Monitoring improvement in health during homeopathic intervention. Development of an assessment tool based on Hering’s Law of Cure: the Hering’s Law Assessment Tool (HELAT)

Sarah B. Brien
1  University of Southampton, UK
Hugh Harrison
2  Watchbell House Natural Therapy Centre, 8 Lugley Street, Newport, Isle of Wight PO30 5HD, UK
June Daniels
3  The Highfield Natural Health Centre, 17 Highfield Lane, Highfield, Southampton S017 1QD, UK
George Lewith
4  Department of Primary Care, Faculty of Medicine, University of Southampton, Southampton, UK
› Author Affiliations

Subject Editor:
Further Information

Publication History

Received09 August 2010
revised14 October 2011

accepted18 October 2011

Publication Date:
21 December 2017 (online)

Introduction: Hering’s ‘Law of Cure’ is considered important in homeopathy and thought to predict a positive outcome to treatment. No formal outcome measures are currently available to monitor response to homeopathic treatment on the basis of these assumptions. We describe a simple assessment tool, the Hering’s Law Assessment Tool (HELAT) to identify and differentiate patient responses to homeopathic treatment as corresponding to Hering’s Law from other symptomatic responses. We describe the development of the tool and assess its face, content and predictive validity.

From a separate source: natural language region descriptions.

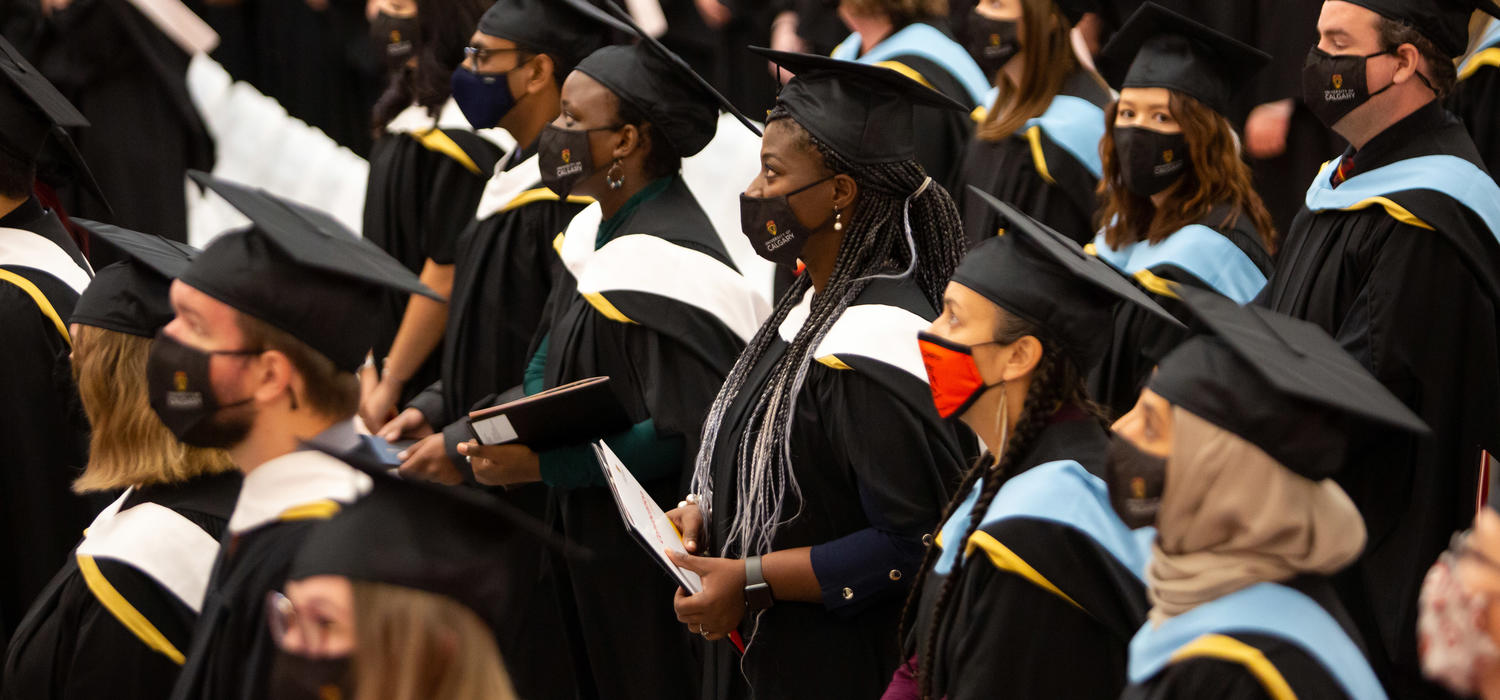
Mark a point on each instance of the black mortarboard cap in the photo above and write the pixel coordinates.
(551, 27)
(35, 114)
(861, 111)
(300, 270)
(131, 296)
(1445, 23)
(431, 538)
(1161, 48)
(678, 102)
(1278, 382)
(1047, 279)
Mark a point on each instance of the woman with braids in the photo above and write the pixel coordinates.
(1179, 203)
(119, 616)
(428, 171)
(1037, 143)
(1034, 586)
(822, 460)
(648, 297)
(911, 36)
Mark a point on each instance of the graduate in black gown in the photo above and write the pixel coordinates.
(272, 323)
(129, 78)
(1178, 201)
(903, 36)
(44, 432)
(650, 299)
(416, 616)
(1037, 141)
(1476, 98)
(1230, 453)
(1032, 573)
(116, 621)
(504, 270)
(1395, 255)
(428, 170)
(822, 459)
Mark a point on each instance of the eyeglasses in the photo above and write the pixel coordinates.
(482, 54)
(294, 631)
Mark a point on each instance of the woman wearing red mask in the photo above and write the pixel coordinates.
(1029, 541)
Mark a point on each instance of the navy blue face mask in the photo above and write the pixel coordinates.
(483, 98)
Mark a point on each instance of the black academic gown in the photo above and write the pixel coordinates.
(1047, 182)
(1004, 633)
(1208, 676)
(666, 358)
(131, 81)
(1418, 308)
(875, 465)
(74, 642)
(1476, 99)
(44, 430)
(504, 270)
(279, 505)
(1140, 339)
(422, 194)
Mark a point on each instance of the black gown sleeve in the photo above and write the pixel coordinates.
(1008, 633)
(903, 468)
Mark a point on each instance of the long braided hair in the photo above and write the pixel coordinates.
(875, 245)
(1055, 382)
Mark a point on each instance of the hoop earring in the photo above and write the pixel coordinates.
(615, 176)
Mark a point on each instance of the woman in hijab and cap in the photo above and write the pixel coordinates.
(1032, 576)
(411, 619)
(116, 621)
(822, 459)
(1230, 453)
(648, 297)
(1037, 141)
(1179, 203)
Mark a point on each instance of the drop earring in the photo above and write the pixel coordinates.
(615, 177)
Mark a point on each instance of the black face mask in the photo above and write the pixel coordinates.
(1136, 481)
(395, 38)
(1334, 86)
(297, 678)
(566, 158)
(1149, 161)
(773, 227)
(990, 42)
(182, 394)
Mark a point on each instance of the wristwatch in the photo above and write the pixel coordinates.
(758, 592)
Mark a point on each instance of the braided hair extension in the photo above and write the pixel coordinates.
(875, 243)
(1055, 382)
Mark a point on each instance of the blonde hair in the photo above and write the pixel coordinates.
(413, 645)
(1049, 62)
(129, 445)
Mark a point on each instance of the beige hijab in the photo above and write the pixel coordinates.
(1232, 516)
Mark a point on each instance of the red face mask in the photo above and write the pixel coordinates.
(951, 373)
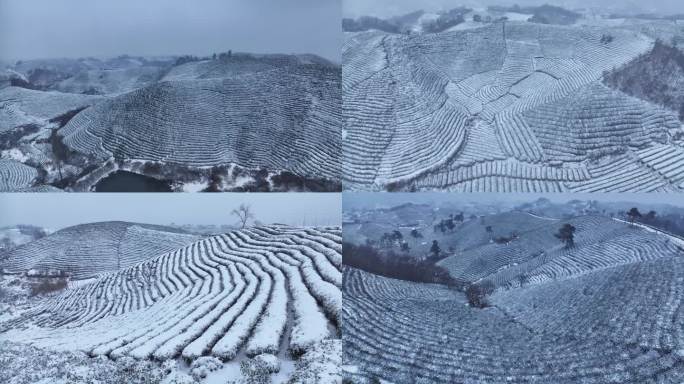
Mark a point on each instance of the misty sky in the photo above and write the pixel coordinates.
(104, 28)
(58, 210)
(388, 8)
(373, 200)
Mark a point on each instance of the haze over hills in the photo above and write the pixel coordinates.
(510, 100)
(513, 296)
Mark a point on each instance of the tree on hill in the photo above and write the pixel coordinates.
(477, 294)
(633, 214)
(566, 234)
(435, 250)
(397, 235)
(450, 224)
(243, 213)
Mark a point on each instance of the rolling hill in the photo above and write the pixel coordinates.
(607, 310)
(270, 292)
(507, 106)
(87, 250)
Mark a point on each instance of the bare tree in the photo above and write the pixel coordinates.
(244, 213)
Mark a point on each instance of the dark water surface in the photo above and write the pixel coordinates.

Method: The HELAT was initially developed through literature review, discussion between homeopaths and clinical experience. In phase one, the tool was reviewed by three experienced homeopaths to assess face and content validity. In phase two, we tested its predictive validity by hypothesizing that the HELAT total score may predict changes in a clinical response (using standard validated rheumatological outcome, the American College of Rheumatology (ACR)20%) in 32 patients with rheumatoid arthritis receiving homeopathic intervention over 24 weeks as part of a clinical trial.

Results: The HELAT was piloted and changed to improve face and content validity and the final version was then employed for phase two as a predictor of outcome. HELAT total score predicted patient’s clinical response (ACR20) [B = 1.142, SE = 0.462, P = 0.013] which was independent of practitioner assessing the patients treatment response [B = 1.04, SE = 1.01, P = 0.302].

Conclusion: The initial data suggests that the HELAT may hold promise for a potential clinical and research outcome measure in homeopathy. Further work is now needed to formally assess its reliability and validity for potential use in clinical practice and trials.